En la pantalla no aparecía el nombre de quien la llamaba porque se encontraba en el extranjero, y estuvo a punto de no contestar, ya que no sabía qué decir y una parrafada entre lágrimas y sollozos no serviría de nada. Sin embargo, no contestar sería peor, sería una actitud pasivo-agresiva, sería espantoso y aterrador, y si Austin estaba retrasando las cosas, tampoco ayudaría que ella hiciera lo mismo.
—¿Diga? —susurró al contestar. Le temblaba la mano, ya que se había quitado el guante para pulsar el botón de descolgar, y la sentía helada y rígida. En piloto automático, siguió andando hacia el norte, donde parecía que había más tranquilidad. Atravesó Columbus Circle y rodeó la parte baja de Central Park.
—¡Gracias a Dios! —exclamó Pearl—. Por fin te encuentro. Issy, creo que... esto... creo que exageré un pelín antes. Acerca de cómo están las cosas.
—¿Qué? —preguntó Issy, y regresó a la realidad de golpe.
—Bueno... —comenzó Pearl.
Pearl se encontraba en mitad de la cocina del sótano. Parecía que había explotado una bomba. La mezcla para el bizcocho de fresa que Issy había preparado con antelación con tanto cuidado chorreaba por las paredes. Había facturas y trozos de papel por todas partes. Era noche cerrada y Pearl llevaba dos días sin dormir.
—Creo... —dijo a la postre—. Creo que he roto el robot de cocina.
—¡Madre mía! —exclamó Issy. El robot de cocina industrial era la pieza clave de su negocio—. ¡Pero mañana es sábado! Es un día de compras navideñas por definición.

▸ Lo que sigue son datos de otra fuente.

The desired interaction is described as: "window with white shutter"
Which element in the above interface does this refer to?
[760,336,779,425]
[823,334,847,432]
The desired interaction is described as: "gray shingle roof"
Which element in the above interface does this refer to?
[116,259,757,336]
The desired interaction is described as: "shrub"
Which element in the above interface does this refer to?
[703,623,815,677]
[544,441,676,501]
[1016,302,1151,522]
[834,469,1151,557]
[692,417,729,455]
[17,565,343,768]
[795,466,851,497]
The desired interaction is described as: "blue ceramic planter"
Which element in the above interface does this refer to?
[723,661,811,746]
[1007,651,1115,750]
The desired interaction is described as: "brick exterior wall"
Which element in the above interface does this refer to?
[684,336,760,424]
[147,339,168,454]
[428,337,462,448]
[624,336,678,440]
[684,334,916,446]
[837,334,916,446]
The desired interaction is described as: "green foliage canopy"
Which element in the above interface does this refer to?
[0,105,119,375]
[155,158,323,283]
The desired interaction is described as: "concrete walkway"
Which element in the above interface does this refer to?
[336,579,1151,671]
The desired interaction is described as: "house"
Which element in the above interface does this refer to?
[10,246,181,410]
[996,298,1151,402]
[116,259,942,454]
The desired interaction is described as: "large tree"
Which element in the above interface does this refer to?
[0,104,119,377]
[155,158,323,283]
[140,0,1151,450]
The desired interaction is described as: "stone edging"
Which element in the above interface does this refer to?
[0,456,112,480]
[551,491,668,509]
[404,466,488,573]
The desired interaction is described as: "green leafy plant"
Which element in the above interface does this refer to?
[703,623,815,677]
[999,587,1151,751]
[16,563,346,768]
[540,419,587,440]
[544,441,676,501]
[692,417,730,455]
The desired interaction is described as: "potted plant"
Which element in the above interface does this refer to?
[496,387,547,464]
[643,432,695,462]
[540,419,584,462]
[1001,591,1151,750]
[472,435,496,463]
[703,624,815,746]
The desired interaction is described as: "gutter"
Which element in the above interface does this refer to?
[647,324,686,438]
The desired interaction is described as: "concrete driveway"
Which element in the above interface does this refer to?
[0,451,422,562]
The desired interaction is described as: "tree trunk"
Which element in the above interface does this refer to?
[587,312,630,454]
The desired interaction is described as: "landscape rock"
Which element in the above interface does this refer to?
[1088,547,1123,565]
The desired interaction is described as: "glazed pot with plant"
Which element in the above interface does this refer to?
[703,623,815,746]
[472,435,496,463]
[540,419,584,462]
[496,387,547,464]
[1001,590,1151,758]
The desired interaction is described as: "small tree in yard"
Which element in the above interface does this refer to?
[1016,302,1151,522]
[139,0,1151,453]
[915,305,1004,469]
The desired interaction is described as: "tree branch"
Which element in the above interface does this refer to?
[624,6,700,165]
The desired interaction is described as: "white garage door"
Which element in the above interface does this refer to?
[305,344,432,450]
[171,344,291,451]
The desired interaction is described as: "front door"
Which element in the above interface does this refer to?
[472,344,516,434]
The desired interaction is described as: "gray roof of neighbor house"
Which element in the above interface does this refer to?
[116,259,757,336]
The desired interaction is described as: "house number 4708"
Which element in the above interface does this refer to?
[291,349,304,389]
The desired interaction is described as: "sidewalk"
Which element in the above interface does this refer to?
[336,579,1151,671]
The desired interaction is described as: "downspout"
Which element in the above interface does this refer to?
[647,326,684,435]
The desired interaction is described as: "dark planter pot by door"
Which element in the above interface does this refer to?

Todo el mundo saldrá a la calle.
—Lo sé —repuso Pearl—. Y parte de la masa acabó encima de la calculadora, así que tengo... esto... problemillas con las cuentas. Y posiblemente venga pronto una inspección de sanidad.
Issy tomó una decisión.
—Mira —dijo con el alma en los pies—, no pasa nada. Tengo un billete de avión de lo más pijo. —Se detuvo e inspiró hondo—. Me vuelvo ahora mismo. Te veré por la mañana.